Why You Shouldn't Panic Over the OB Sewage Spill
Not all “impaired waters” are truly dangerous. Water can be polluted without posing a risk to human health, and the list of compromised water bodies only reflects where researches have tested samples.
Earlier this week, a huge batch of sewage gushed into the San Diego River, shutting down parts of Mission Beach and Ocean Beach. It made us wonder: How grody is the water that runs through our county?
It turns out it’s not an easy question to answer.
There are 573 bodies of water in San Diego County that are “too polluted or otherwise degraded” to meet water-quality standards, according to data from the state’s Office of Environmental Health Hazard Assessment and the Water Resources Control Board. The biggest clusters of so-called “impaired waters” are in Otay Mesa, Escondido and Pacific Beach.
But those numbers aren’t straightforward either, said Rik Rasmussen, a manager in the State Water Resources Control Board’s water-quality division. Water can be polluted without posing a risk to human health, and the list of impaired water bodies only reflects where researchers have tested samples. Plus, there’s some dispute over what’s natural and what’s pollution.
“The numbers are tricky,” Rasmussen said, “especially when you start looking at the 303d list.”
The 303d list is shorthand for part of the federal Clean Water Act. The law requires states to identify bodies of water that need strict regulation. And the states are supposed to rank them based on how bad the pollution is and how the water is used.
Places where we swim and fish and sneak sips of beer — like Pacific Beach — are often on the list because fecal coliform (translation: poop bacteria) has a habit of getting into the watersheds that connect all of our water bodies.
In 2000, 34 million gallons of sewage ran into the San Diego River — the largest sewage spill in the state’s history — and no one knew it was happening for almost a week.
“Sewer spills are a major issue for the health of the river and the people,” said Rob Hutsel, executive director of the San Diego River Park Foundation.
This week’s spill was much smaller, it’s still a public health concern because so many of San Diego’s homeless live in the canyons around Mission Valley, where the spill started, and they often bathe in the river and drink from it, Hutsel said.
But it doesn’t take a huge sewage spill to land a water body on the list. On San Diego’s rare rainy days, the mounds of dog crap that your neighbor left on the pavement can hitch a ride with the stormwater and make its way into a watershed. So can chemicals that seep out of car washes and industrial plants.
Researchers sometimes call this “urban drool,” and it slides easily across solid surfaces.
Urban drool is a big part of why there are so many impaired waters in Otay Mesa. But the Tijuana Watershed also runs through Otay, and it’s dragging bacteria and toxic waste into the mesa from Baja California.
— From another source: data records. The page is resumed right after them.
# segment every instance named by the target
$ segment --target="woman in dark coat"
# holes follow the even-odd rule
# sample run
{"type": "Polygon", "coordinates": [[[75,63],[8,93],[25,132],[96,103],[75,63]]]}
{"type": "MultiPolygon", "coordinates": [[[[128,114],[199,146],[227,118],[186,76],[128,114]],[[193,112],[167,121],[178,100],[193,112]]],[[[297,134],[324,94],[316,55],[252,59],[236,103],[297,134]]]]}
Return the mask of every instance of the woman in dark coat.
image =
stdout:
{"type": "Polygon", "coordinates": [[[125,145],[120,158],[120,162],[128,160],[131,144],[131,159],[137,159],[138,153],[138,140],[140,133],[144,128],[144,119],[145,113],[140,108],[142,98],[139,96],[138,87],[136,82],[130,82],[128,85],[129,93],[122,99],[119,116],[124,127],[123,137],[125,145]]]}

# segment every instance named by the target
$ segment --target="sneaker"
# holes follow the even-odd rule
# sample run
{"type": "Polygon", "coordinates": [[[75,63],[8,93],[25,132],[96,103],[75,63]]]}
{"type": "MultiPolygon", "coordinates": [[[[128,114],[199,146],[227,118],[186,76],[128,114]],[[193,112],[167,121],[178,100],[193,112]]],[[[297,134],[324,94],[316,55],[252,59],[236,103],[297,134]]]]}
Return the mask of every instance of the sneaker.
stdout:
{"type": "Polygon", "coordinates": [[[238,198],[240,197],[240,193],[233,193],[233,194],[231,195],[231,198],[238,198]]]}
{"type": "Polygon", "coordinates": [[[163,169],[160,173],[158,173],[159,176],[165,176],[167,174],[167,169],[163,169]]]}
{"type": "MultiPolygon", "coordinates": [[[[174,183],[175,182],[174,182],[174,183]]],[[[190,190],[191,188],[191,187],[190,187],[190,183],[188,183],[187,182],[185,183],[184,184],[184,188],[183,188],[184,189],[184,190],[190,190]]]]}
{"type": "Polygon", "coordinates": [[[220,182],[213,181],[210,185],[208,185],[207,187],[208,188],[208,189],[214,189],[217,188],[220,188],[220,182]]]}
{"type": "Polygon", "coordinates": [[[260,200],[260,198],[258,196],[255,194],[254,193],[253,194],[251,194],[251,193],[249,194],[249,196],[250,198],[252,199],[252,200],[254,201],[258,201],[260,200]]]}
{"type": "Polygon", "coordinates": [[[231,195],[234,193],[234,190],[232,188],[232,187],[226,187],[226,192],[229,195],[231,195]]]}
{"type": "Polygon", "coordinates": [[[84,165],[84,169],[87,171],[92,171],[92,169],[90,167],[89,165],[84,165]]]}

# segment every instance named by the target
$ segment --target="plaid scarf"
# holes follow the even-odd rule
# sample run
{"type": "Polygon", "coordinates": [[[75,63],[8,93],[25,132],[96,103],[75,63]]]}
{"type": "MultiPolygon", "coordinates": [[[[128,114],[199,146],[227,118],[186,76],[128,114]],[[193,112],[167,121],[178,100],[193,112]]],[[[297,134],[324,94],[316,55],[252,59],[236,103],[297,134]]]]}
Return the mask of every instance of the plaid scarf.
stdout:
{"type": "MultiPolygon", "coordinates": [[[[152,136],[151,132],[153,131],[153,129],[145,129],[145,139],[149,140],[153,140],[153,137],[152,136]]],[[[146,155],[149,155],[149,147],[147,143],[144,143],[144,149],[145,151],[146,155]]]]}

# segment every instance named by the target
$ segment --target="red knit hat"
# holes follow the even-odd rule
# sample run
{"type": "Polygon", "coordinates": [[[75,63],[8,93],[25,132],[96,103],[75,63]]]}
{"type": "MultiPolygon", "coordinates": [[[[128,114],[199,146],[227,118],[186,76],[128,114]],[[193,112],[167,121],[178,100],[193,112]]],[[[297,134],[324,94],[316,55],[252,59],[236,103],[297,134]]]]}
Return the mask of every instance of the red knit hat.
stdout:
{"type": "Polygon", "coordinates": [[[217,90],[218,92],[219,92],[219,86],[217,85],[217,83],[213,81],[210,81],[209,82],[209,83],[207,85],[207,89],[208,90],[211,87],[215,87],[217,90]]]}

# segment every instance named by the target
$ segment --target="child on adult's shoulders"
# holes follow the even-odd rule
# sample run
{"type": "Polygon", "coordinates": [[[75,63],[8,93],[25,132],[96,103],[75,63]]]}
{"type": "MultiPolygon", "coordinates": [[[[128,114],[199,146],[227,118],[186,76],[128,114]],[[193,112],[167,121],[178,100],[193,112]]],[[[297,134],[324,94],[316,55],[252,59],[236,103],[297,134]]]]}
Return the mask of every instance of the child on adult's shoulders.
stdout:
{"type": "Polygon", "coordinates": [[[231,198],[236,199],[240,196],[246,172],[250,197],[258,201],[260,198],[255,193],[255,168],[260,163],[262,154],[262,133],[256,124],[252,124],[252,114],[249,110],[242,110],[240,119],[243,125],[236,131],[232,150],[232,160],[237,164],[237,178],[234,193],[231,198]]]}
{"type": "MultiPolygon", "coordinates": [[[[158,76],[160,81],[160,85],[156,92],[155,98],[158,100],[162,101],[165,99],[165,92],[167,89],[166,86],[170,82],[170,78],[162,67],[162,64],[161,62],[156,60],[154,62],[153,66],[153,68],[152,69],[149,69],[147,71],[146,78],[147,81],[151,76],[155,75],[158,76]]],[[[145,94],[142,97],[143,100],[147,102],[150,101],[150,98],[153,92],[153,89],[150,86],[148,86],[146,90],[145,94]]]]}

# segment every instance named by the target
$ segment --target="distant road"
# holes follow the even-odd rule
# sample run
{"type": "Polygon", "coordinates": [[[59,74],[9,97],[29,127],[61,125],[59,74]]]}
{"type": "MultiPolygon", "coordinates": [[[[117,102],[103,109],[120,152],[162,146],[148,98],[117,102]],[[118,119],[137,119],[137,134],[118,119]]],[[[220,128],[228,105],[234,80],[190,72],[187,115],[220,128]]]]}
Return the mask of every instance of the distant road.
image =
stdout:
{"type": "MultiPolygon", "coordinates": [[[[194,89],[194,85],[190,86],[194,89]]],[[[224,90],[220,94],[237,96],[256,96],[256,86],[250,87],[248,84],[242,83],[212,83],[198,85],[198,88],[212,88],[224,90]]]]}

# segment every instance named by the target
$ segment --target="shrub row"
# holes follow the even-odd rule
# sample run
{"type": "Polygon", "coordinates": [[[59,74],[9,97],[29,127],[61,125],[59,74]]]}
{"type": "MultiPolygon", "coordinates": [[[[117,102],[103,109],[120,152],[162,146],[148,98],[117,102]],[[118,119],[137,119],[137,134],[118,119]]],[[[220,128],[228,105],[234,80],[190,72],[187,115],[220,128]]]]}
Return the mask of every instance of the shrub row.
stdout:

A map of San Diego’s watersheds drawn by the State Water Resources Control Board
The problem: Tijuana’s population is growing rapidly, but its sanitation system hasn’t kept pace.
“Trash in many cases is being burned in Tijuana,” said Oscar Romo, a UC San Diego professor studies water quality in the Tijuana watershed. And when that happens, hazardous ash gets into the soil and the water.
Couple that with the fact that so many toilets aren’t hooked up to the sewage system in Tijuana, and you have yourself a double whammy.
In Escondido, the impaired waters are linked to Escondido Creek. And it’s one of those places where water-quality monitoring can get even more complicated.
“One of the problems we have here is there’s a lot of listings for selenium,” said Travis Pritchard, a research manager for San Diego Coastkeeper, a nonprofit that keeps tabs on the region’s water quality.
Selenium is a natural byproduct of rock erosion, but it’s also found in manmade products like dandruff shampoo and insect repellant.
If it’s natural, it’s not really pollution. And if it’s not pollution, it doesn’t really need to be regulated.
“Sometimes these city and water board people throw their hands up and say, ‘It’s natural,” Pritchard said. “It’s easier to say it’s natural.”
And that’s why water researchers are working on ways to grade the quality of water and make the data tell the whole story.